If you've found this site useful or helpful, please help me spread the word. Link to us in your blog or homepage - Thanks!

Offline darkfader

  • Rookie
  • **
  • Posts: 7
Re: No LACP ID on links, but PDUs being exchanged
« Reply #2 on: April 10, 2017, 08:34:11 AM »

yes, that's what I did.
  • disable LACP
  • add VLANs
  • forgot to re-enable it
  • finally enabled it
  • found it's not working anyway

The problem is that it is enabled, but not getting an ID, no MLT number is assigned, etc.
« Last Edit: April 10, 2017, 08:36:35 AM by darkfader »

Offline darkfader

  • Rookie
  • **
  • Posts: 7
Re: No LACP ID on links, but PDUs being exchanged
« Reply #3 on: August 15, 2017, 08:40:55 PM »

FYI I was able to reproduce the issue and fix it:

set the LACP keys once more on the ports.

So my normal procedure was - with a fully configured and working LACP trunk as starting point:
no lacp aggr enable
add new vlans to the ports
lacp aggr enable

Last weekend we had to add some more VLANs on our backbone links (2x10g between the two stacks) and yes, the show mlt output stopped even listing those two.
Out of paranoia I re-did some of the LACP settings, including the LACP admin key.

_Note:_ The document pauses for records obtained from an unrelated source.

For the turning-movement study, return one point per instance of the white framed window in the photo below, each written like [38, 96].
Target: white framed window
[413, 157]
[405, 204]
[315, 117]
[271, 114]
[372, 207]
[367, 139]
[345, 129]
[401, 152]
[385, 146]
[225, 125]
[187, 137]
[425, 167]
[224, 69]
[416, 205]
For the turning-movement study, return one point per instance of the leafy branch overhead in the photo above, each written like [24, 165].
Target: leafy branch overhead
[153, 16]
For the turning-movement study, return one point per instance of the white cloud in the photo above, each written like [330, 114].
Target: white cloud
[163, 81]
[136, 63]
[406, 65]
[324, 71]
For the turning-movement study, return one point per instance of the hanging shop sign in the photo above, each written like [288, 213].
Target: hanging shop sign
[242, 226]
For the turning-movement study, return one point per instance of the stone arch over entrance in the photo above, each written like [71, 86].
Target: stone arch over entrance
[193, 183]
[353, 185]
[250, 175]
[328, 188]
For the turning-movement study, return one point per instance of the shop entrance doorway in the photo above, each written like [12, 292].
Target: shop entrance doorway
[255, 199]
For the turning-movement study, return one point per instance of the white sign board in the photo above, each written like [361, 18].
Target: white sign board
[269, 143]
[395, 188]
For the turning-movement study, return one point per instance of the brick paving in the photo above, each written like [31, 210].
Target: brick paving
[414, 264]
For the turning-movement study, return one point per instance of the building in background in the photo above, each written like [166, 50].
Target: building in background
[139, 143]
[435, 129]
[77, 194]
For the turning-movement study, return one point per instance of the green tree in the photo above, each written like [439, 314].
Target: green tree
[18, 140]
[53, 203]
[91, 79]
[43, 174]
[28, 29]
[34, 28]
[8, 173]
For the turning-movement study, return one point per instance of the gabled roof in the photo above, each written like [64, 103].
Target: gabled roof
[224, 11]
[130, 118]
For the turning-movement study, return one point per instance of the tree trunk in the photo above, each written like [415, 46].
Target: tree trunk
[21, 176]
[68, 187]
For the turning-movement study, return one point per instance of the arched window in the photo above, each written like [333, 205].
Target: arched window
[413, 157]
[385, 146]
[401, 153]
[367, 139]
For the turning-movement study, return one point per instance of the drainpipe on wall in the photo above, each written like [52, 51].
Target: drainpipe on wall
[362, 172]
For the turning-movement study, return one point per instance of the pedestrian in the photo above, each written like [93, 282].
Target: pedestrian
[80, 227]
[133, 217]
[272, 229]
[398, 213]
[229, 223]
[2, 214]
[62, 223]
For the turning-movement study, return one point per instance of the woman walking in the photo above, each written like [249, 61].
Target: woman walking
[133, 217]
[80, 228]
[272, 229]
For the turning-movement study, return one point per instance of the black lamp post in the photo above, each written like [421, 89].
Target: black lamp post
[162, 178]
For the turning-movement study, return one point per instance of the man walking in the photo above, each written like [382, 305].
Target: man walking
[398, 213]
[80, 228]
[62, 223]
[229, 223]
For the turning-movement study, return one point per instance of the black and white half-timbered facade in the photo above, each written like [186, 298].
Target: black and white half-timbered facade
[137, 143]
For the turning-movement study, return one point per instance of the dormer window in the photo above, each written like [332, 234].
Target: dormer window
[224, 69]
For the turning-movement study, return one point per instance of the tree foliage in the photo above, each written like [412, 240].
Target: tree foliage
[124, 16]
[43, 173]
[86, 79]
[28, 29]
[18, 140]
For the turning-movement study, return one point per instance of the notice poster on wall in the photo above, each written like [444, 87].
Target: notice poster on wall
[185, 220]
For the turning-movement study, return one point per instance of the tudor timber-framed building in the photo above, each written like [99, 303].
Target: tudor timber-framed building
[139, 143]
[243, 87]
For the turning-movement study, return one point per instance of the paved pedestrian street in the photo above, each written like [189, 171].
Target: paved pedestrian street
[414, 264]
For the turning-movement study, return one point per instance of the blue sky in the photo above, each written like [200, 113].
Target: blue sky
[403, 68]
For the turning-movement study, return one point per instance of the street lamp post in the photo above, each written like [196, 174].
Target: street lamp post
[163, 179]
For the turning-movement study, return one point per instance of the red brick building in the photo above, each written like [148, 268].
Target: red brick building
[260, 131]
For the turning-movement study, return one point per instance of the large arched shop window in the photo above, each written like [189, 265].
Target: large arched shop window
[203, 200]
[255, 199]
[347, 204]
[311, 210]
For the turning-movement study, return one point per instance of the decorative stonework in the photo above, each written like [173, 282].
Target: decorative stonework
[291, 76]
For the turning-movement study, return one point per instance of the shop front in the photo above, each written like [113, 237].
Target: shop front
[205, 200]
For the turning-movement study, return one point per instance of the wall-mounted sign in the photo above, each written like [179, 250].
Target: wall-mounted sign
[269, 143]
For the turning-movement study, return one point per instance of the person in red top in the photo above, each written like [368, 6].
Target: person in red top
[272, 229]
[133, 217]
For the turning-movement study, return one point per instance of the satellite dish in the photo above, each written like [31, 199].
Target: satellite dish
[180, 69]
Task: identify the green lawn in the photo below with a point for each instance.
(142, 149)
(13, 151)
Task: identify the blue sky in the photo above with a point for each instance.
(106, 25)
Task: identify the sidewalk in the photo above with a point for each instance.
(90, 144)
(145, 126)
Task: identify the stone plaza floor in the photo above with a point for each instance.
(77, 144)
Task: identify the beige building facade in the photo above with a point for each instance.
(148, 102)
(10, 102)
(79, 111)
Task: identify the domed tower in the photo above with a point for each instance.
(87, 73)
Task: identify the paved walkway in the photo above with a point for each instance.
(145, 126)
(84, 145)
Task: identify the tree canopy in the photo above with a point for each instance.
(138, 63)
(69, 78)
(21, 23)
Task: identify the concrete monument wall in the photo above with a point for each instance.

4526GTX(config)#interface fastEthernet 1/25-26
4526GTX(config-if)#lacp aggregation enable
4526GTX(config-if)#lacp key 42
4526GTX(config-if)#lacp mode active
4526GTX(config-if)#lacp timeout-time short

With that extra step the bug is avoided.
For clarity - in a show running-config you'd still see the LACP key. but something was off, and re-configuring the same key does fix it.
« Last Edit: August 15, 2017, 08:43:40 PM by darkfader »